Arsenate Uptake, Speciation, and Root-to-Shoot Translocation
Five-week-old plants were exposed to 5 μm arsenate in the half-strength Kimura nutrient solution with 100 μm Pi. After 2 and 24 h of arsenate exposure, stems were cut at 2 cm above the stem-root junction with a razor blade. Xylem exudates were collected by pipette for 30 min. Roots were then rinsed with deionized water and desorbed of apoplastic As with 1 L of an ice-cold desorption solution containing 1 mm K2HPO4, 0.5 mm CaCl2, and 2 mm MES (pH 5.5) for 10 min. Roots and shoots were frozen in liquid nitrogen for As speciation analysis. Four replicates were included for each time point.
Soil Pot Experiment
A pot experiment was conducted using an arable soil from the Rothamsted Experimental Farm in the United Kingdom (available Pi, 15 mg kg−1 by the Olsen P method; total As concentration, 11 mg kg−1, pH 6.4). Two kilograms of air-dried soil was placed in each pot. Two levels of Pi were included: control (no addition of P) and +P (100 mg kg−1 soil, added as KH2PO4). Arsenate (sodium arsenate) was added to each pot at 5 mg kg−1. Basal nutrients added to the soil included nitrogen (152 mg kg−1), potassium (126 mg kg−1), sulfur (30 mg kg−1), and magnesium (23 mg kg−1). Soil was then flooded with deionized water to maintain 2 to 3 cm of standing water on the soil surface. Ten-day-old rice seedlings of Nipponbare, PT8-Ov, PHR2-Ov, and phf1 were transplanted into the soil pots (one plant per pot). Each treatment was replicated in five pots. Plants were grown under flooded soil conditions until maturity inside a glasshouse.

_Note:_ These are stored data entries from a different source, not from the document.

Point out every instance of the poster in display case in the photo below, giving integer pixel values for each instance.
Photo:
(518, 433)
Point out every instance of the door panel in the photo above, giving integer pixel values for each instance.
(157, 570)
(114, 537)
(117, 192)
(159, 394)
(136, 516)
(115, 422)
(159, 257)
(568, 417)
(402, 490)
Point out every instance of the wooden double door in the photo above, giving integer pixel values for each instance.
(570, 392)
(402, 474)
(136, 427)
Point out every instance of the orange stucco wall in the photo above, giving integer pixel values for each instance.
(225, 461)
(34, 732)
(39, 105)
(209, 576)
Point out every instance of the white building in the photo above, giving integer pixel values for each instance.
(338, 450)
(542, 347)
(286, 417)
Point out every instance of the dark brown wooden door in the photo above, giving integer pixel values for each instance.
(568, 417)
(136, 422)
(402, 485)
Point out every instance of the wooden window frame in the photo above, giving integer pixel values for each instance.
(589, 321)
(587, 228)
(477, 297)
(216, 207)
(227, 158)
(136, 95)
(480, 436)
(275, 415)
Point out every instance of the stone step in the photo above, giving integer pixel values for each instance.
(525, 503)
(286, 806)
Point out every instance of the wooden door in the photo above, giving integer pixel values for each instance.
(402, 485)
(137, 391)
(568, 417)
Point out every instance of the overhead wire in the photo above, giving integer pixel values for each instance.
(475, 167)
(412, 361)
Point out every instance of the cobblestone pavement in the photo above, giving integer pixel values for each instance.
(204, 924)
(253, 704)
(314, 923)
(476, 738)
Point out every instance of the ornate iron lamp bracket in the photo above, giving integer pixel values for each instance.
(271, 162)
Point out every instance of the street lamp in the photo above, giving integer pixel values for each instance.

Analysis of As Speciation Using HPLC-ICP-MS
Xylem sap was stored on ice during collection, diluted 3-fold with a Pi buffer solution (2 mm NaH2PO4 and 0.2 mm Na2-EDTA, pH 6.0), and analyzed immediately following collection. For the analysis of roots and shoots, samples were ground to fine powders in liquid N2 with a mortar and pestle. Aliquots (0.2–0.3 g) of the ground materials were extracted with 20 mL of Pi buffer solution for 1 h under sonication (Li et al., 2009a). For the determination of As speciation in rice grain, finely ground grain samples were extracted with 2 m trifluoroacetic acid according to Williams et al. (2005) and Xu et al. (2008). A reference material (NIST 1568a rice flour) was included for quality assurance. As species in the extracts and xylem sap were determined using anion-exchange HPLC-ICP-MS (Agilent LC1100 series and Agilent ICP-MS 7500ce; Agilent Technologies) as described previously (Li et al., 2009a).
Analysis of Total As and Total P Concentrations
Plant materials were ground to fine powders and digested with HNO3:HClO4 (85:15, v/v). Total As concentrations were determined by ICP-MS (Agilent 7500ce) and total P concentrations by ICP-atomic emission spectrometry (Optima 7300DV; Perkin-Elmer).
Data Analysis
Data were analyzed by ANOVA, followed by comparisons of means using the lsd test (P < 0.05).
Supplemental Data
The following materials are available in the online version of this article.
Supplemental Figure S1. Root-to-shoot ratio of four rice lines used in the arsenate uptake and translocation experiments.
Supplemental Figure S2. Quantitative RT-PCR of OsPT8 in the shoots of Nipponbare and OSPT8-Ov lines.
Supplemental Figure S3. P concentrations of roots and shoots of Nipponbare and OsPT8-Ov lines grown in a half-strength Kimura nutrient solution with 0.1 mm Pi
Supplemental Figure S4. Biomass of straw (A) and grain (B) of different rice lines grown in the soil pot experiment.
Supplemental Figure S5. The contents of P (A and B) and As (C and D) in straw (A and C) and grain (B and D) of different rice lines grown in the soil pot experiment.
Supplemental Table S1. Quantitative RT-PCR gene-specific primer sequences for OsPT8 and OsActin.